Conduct a self-exam once a month on your mouth. Feel inside the mouth, jaw, and neck and look for:
- A white or red patch in the mouth
- Persistent sores, ulcers, or irritation in the mouth cavity
- Difficulty in chewing, swallowing, moving the jaw or tongue
- Numbness in the tongue
- A sore throat that doesn’t go away
- A constant toothache or pain in the jaw
- An earache
If you come across anything suspicious, give your dentist a call right away. As with many diseases, early diagnosis can make a huge difference for health outcomes. Even if you don’t see any warning signs listed above, visit your dentist twice a year for regular oral cancer screenings.
What Causes Oral Cancer?
Smoking, Tobacco, and Oral Cancer: Tobacco can contribute to oral cancer because it contains cancer-causing agents called carcinogens. Vaping, dipping, and chewing tobacco also present risks for developing oral cancer. About 75 percent of all people who get oral cancer use tobacco. The younger you were when you started using tobacco and the longer you’ve used it, the greater your risk.

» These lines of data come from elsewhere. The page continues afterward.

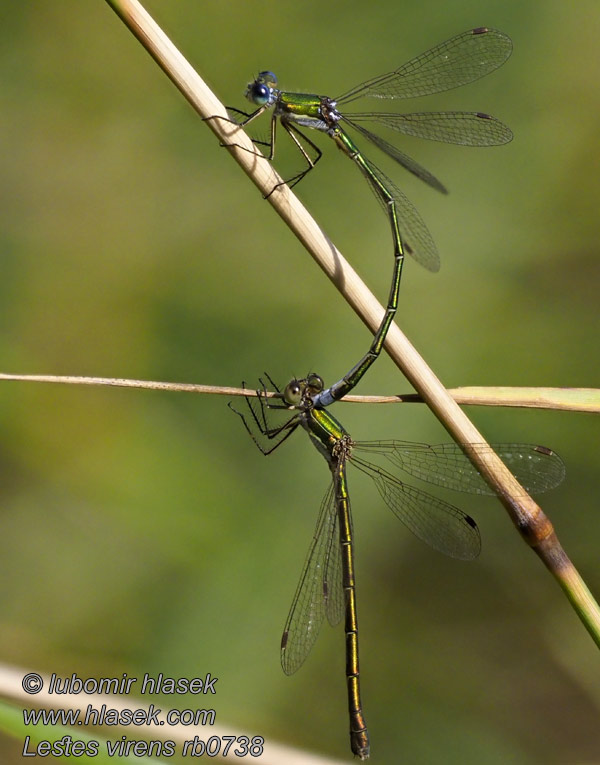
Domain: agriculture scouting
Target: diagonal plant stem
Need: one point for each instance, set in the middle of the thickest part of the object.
(528, 517)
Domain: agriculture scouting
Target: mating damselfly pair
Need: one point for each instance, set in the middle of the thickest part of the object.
(327, 583)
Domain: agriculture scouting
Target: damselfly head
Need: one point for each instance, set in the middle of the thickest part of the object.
(260, 92)
(299, 392)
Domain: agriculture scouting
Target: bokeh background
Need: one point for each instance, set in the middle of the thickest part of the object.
(142, 531)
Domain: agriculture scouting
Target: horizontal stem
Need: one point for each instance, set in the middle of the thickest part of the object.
(568, 399)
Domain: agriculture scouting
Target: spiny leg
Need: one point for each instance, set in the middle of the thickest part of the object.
(291, 182)
(279, 434)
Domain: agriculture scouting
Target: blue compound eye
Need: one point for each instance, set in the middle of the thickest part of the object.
(268, 77)
(259, 93)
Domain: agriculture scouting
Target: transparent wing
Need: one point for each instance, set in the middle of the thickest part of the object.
(463, 59)
(462, 128)
(416, 238)
(308, 607)
(332, 578)
(537, 468)
(403, 159)
(439, 524)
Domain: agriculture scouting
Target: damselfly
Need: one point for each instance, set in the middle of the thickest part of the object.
(327, 584)
(458, 61)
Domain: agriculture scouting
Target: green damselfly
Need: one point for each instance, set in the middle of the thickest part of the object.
(327, 584)
(458, 61)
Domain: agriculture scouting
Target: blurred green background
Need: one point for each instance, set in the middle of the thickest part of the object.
(142, 531)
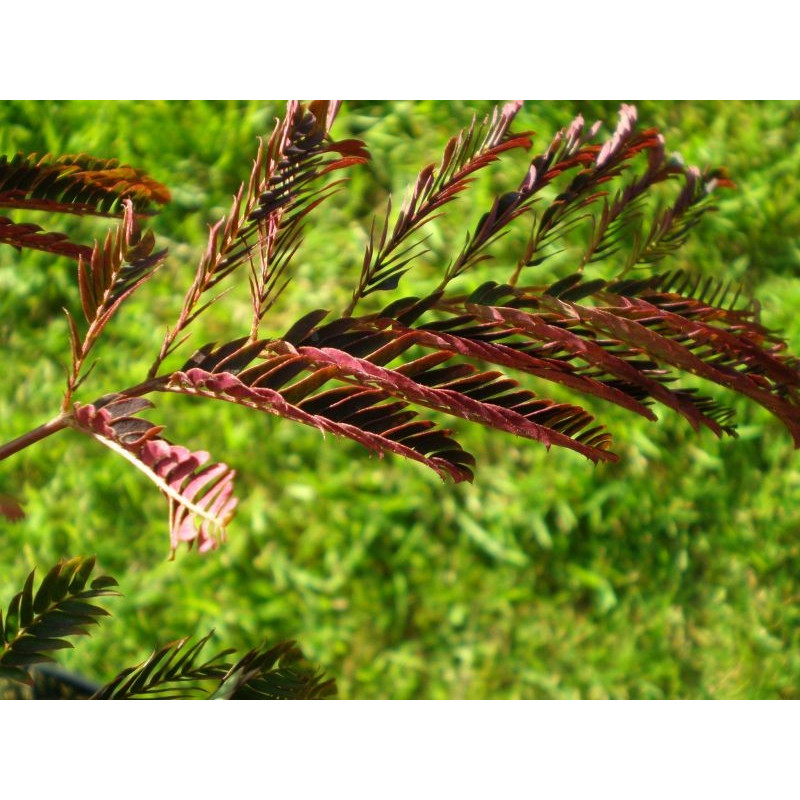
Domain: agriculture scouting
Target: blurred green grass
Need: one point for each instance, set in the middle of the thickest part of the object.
(672, 574)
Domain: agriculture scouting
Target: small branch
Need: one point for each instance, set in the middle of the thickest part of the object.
(33, 436)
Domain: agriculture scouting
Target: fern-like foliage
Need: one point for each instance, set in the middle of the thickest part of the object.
(176, 671)
(36, 624)
(39, 623)
(384, 378)
(76, 184)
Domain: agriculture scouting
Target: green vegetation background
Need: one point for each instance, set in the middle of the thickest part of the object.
(673, 574)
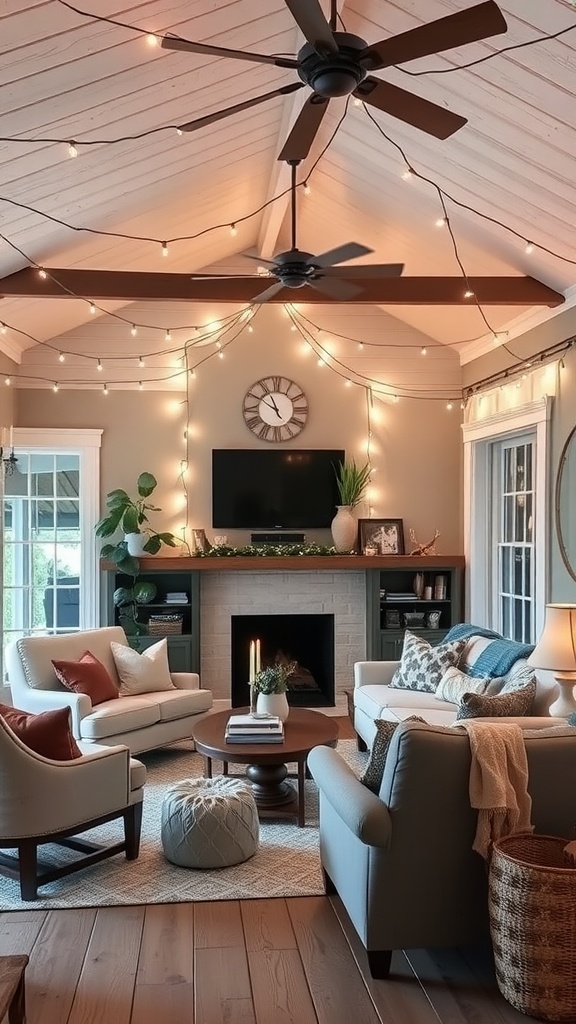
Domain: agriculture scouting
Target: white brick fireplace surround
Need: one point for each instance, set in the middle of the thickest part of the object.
(280, 593)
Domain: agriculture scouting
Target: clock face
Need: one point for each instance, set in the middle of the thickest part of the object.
(275, 409)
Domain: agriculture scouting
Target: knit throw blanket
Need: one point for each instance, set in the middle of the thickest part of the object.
(498, 784)
(497, 658)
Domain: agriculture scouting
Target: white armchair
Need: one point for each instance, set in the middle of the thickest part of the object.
(44, 801)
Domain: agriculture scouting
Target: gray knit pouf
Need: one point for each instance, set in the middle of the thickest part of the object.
(209, 822)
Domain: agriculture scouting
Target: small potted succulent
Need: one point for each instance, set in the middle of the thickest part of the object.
(271, 684)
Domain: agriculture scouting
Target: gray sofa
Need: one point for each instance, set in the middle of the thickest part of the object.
(402, 860)
(140, 722)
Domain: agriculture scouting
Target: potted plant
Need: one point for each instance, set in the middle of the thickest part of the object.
(271, 684)
(352, 481)
(129, 515)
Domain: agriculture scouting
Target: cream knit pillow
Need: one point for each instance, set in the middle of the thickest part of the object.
(142, 673)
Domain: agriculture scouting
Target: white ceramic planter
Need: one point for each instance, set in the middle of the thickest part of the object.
(344, 528)
(273, 704)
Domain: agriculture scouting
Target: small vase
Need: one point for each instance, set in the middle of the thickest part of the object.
(344, 528)
(135, 544)
(273, 704)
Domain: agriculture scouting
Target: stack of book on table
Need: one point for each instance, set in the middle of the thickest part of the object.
(246, 729)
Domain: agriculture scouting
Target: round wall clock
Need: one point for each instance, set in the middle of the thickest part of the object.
(275, 409)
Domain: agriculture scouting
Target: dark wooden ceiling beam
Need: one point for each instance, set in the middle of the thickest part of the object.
(131, 286)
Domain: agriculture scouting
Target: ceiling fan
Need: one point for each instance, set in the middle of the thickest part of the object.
(337, 64)
(294, 268)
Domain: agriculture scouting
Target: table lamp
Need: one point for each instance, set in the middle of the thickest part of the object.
(556, 651)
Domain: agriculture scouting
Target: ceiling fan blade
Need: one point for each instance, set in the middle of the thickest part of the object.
(310, 18)
(297, 144)
(273, 290)
(176, 43)
(244, 105)
(366, 270)
(409, 108)
(335, 289)
(340, 254)
(455, 30)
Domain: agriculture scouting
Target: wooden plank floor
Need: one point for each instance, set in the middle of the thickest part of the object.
(250, 962)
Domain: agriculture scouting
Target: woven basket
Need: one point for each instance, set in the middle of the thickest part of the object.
(532, 903)
(165, 625)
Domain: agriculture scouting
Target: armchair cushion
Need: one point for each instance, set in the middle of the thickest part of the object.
(146, 673)
(422, 666)
(48, 733)
(87, 676)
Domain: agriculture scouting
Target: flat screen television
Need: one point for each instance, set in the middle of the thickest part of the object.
(256, 488)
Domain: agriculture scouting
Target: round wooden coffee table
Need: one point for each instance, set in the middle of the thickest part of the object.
(266, 762)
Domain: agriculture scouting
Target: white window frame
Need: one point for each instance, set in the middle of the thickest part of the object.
(86, 444)
(532, 418)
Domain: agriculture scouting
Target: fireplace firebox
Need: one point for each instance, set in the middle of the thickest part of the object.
(307, 640)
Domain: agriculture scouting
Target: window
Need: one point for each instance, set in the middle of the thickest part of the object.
(49, 505)
(506, 499)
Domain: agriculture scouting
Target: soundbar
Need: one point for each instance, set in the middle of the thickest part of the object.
(277, 538)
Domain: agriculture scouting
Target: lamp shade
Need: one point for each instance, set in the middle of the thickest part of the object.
(557, 647)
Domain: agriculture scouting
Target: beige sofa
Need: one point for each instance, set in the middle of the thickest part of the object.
(141, 722)
(374, 698)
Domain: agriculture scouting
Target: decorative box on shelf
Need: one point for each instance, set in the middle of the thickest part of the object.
(165, 624)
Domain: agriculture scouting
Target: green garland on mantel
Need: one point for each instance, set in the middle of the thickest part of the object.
(266, 551)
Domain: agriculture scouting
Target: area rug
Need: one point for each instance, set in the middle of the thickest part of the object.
(287, 862)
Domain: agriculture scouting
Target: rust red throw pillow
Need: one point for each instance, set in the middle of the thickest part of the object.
(87, 676)
(47, 733)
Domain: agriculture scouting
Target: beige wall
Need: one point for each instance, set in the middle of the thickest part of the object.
(416, 445)
(562, 328)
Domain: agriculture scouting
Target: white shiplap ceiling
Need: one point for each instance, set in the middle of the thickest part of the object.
(65, 76)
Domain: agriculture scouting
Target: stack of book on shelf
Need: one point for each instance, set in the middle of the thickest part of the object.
(246, 729)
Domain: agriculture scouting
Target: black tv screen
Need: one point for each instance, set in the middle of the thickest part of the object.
(255, 488)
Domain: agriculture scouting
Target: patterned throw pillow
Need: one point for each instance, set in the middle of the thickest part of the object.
(372, 777)
(513, 704)
(422, 666)
(454, 684)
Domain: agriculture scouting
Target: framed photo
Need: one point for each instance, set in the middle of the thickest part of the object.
(385, 535)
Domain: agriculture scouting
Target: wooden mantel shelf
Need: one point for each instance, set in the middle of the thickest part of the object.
(290, 563)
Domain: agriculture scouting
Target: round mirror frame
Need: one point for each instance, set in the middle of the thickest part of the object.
(558, 510)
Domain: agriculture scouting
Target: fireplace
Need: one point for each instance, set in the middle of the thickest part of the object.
(309, 640)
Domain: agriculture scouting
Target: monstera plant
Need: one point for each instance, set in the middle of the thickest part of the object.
(129, 516)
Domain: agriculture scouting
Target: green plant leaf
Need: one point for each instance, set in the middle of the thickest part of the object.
(146, 483)
(145, 591)
(123, 596)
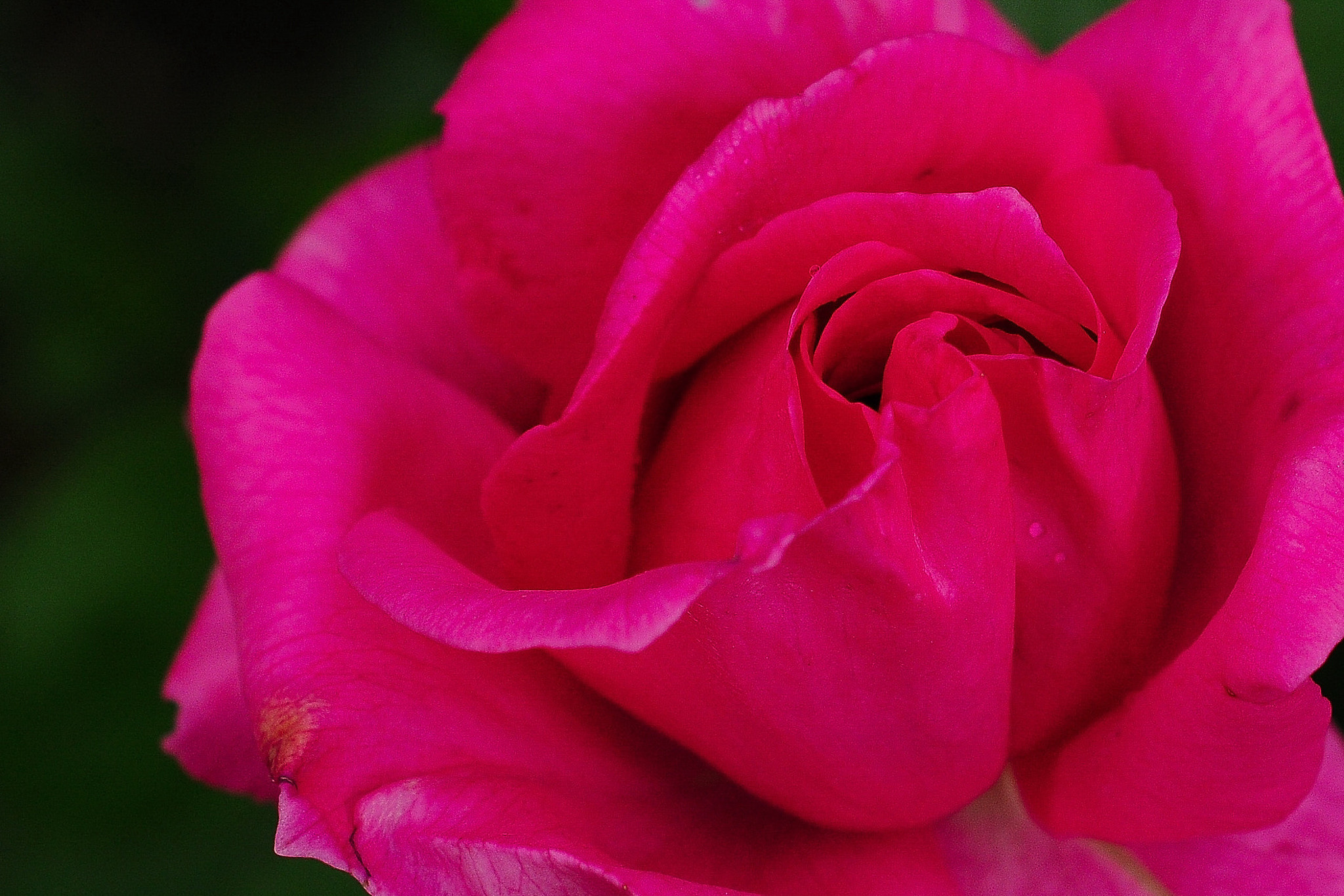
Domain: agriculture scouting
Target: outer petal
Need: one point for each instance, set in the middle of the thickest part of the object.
(937, 113)
(572, 121)
(213, 738)
(1096, 506)
(377, 253)
(1301, 856)
(415, 766)
(1211, 97)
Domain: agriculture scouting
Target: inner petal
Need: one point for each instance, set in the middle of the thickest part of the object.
(852, 348)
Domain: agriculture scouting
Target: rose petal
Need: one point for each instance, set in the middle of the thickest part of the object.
(733, 452)
(995, 849)
(1211, 97)
(375, 251)
(937, 113)
(423, 587)
(898, 600)
(388, 744)
(1096, 506)
(572, 121)
(1301, 856)
(213, 737)
(1117, 229)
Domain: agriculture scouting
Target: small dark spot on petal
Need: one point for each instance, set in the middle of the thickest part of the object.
(1291, 407)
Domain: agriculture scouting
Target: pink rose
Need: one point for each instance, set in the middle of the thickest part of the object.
(803, 448)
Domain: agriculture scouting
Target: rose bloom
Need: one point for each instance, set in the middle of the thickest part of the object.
(803, 448)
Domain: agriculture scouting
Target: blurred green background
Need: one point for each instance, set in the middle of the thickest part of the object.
(152, 152)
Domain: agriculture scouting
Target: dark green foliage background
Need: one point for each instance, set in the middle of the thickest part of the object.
(152, 152)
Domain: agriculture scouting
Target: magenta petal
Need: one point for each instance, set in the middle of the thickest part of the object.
(558, 502)
(573, 120)
(375, 251)
(1117, 229)
(423, 587)
(441, 833)
(1301, 856)
(897, 598)
(1211, 97)
(304, 426)
(994, 848)
(733, 452)
(213, 737)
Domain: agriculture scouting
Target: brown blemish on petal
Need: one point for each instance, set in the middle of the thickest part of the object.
(284, 730)
(1128, 863)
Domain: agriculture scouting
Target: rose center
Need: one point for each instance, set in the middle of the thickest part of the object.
(851, 339)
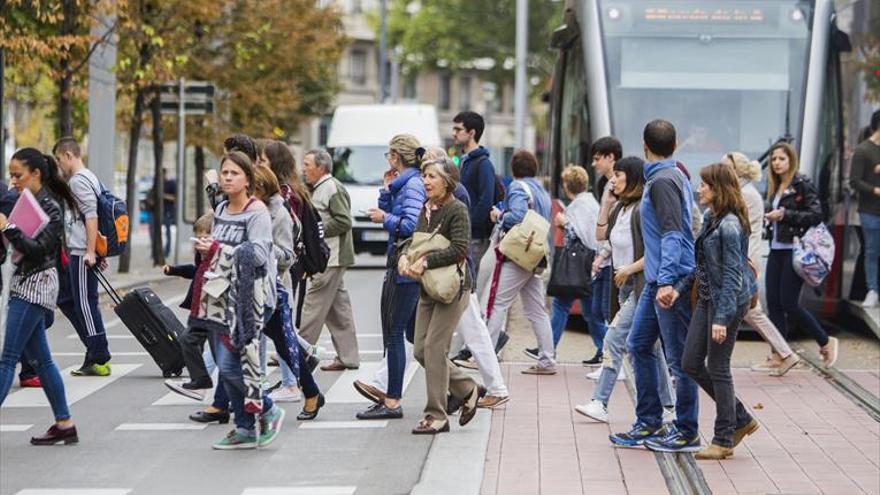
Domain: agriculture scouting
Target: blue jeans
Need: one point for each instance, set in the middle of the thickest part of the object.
(671, 326)
(615, 349)
(403, 320)
(78, 300)
(600, 292)
(232, 381)
(26, 335)
(871, 232)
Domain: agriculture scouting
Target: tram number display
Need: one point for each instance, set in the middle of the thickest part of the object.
(737, 15)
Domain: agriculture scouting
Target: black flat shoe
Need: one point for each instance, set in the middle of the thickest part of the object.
(56, 435)
(310, 415)
(381, 411)
(206, 417)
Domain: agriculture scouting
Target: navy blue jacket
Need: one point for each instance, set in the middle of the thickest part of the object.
(478, 177)
(725, 253)
(402, 202)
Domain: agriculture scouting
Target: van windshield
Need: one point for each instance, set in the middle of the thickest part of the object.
(360, 164)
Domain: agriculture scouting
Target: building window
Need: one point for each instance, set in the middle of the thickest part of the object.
(357, 71)
(409, 88)
(443, 99)
(464, 95)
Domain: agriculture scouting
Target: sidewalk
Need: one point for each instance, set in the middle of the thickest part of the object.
(813, 439)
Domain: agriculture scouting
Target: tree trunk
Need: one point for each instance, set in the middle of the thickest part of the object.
(65, 105)
(158, 213)
(137, 121)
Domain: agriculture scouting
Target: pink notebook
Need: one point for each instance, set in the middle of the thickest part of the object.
(28, 217)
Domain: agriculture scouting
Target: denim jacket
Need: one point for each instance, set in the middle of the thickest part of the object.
(725, 254)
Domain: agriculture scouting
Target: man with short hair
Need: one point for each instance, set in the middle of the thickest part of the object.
(327, 300)
(669, 255)
(478, 177)
(865, 179)
(78, 294)
(605, 152)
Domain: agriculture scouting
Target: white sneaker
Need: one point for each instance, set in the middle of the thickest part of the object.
(284, 394)
(594, 375)
(871, 300)
(668, 415)
(594, 410)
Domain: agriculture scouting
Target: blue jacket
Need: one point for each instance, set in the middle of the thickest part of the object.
(517, 202)
(666, 223)
(478, 177)
(725, 252)
(402, 202)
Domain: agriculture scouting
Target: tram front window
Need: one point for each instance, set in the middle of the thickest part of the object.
(729, 74)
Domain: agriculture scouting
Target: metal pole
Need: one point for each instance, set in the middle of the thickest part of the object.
(181, 157)
(383, 51)
(519, 108)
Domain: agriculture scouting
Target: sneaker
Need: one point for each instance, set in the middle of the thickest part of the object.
(636, 437)
(93, 370)
(30, 382)
(180, 387)
(492, 401)
(469, 363)
(539, 370)
(532, 353)
(593, 361)
(595, 374)
(871, 300)
(595, 410)
(675, 441)
(236, 441)
(270, 426)
(787, 364)
(286, 394)
(829, 352)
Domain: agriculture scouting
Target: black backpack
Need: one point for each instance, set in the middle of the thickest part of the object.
(312, 251)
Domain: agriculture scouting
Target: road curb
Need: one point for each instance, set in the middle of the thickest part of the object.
(456, 460)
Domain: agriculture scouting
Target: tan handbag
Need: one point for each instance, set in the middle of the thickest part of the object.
(526, 243)
(442, 284)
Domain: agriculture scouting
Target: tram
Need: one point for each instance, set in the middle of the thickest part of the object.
(731, 75)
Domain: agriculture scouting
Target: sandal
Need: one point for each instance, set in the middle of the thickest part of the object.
(428, 426)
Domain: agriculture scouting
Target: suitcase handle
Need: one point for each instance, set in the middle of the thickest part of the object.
(102, 279)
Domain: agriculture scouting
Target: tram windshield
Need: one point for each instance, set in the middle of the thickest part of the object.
(729, 74)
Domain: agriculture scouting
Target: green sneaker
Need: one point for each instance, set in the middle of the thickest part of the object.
(235, 441)
(93, 370)
(270, 426)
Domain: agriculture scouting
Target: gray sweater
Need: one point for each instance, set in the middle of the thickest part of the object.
(254, 225)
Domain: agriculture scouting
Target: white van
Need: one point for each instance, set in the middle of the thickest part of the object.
(358, 140)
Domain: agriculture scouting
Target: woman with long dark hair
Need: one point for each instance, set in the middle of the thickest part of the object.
(725, 286)
(34, 287)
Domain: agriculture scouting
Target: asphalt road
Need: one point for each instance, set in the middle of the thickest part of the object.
(135, 437)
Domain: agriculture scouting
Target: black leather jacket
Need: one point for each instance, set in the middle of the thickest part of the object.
(802, 210)
(41, 252)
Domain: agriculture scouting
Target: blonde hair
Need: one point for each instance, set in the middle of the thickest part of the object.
(575, 179)
(265, 183)
(405, 145)
(744, 168)
(774, 181)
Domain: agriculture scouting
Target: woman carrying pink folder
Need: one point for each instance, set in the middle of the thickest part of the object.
(34, 285)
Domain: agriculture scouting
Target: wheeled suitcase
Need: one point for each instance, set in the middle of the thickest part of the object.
(152, 323)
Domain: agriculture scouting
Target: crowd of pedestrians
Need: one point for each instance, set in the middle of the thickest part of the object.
(673, 274)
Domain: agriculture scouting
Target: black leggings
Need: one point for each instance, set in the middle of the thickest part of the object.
(274, 331)
(783, 297)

Ultraviolet Light Exposure and Oral Cancer: The Cancer Treatment Centers of America have found that, “Cancers of the lip are more common among people who work outdoors and visit tanning beds, and among those with prolonged exposure to sunlight.”
Drinking Alcohol and Oral Cancer: Did you know that drinking excessive alcohol increases your risk of oral cancer? If you drink a lot of alcohol and also use tobacco products, you have the greatest risk of getting oral cancer. Dehydration, cirrhosis of the liver, and nutritional deficiencies are associated with drinking and can also contribute to the development of oral cancer.
Age, Nutrition, and Oral Cancer: The risk of developing cancer increases with age. Research tells us that men are twice as likely as women to develop oral cancer. Research also tells us that consuming a lot of fresh vegetables, fruits, fish, and seafood can help protect us against oral cancer. Click here for mouth-healthy recipes.
Human Papillomaviruses (HPV) and Oral Cancer: Human papillomaviruses (HPV) are a group of more than 100 related viruses. Some are linked to the development of cancer, like oral and oropharyngeal cancers. Currently, 20 to 30 percent of all oral cancer is associated with an HPV infection. This virus is mostly spread through skin-to-skin contact and oral-genital contact. For more information on HPV and oral health, click here.
Poor Dental Hygiene and Oral Cancer: Untreated dental plaque and tooth decay can cause an infection in the mouth and gums. This can accelerate the growth of cancer.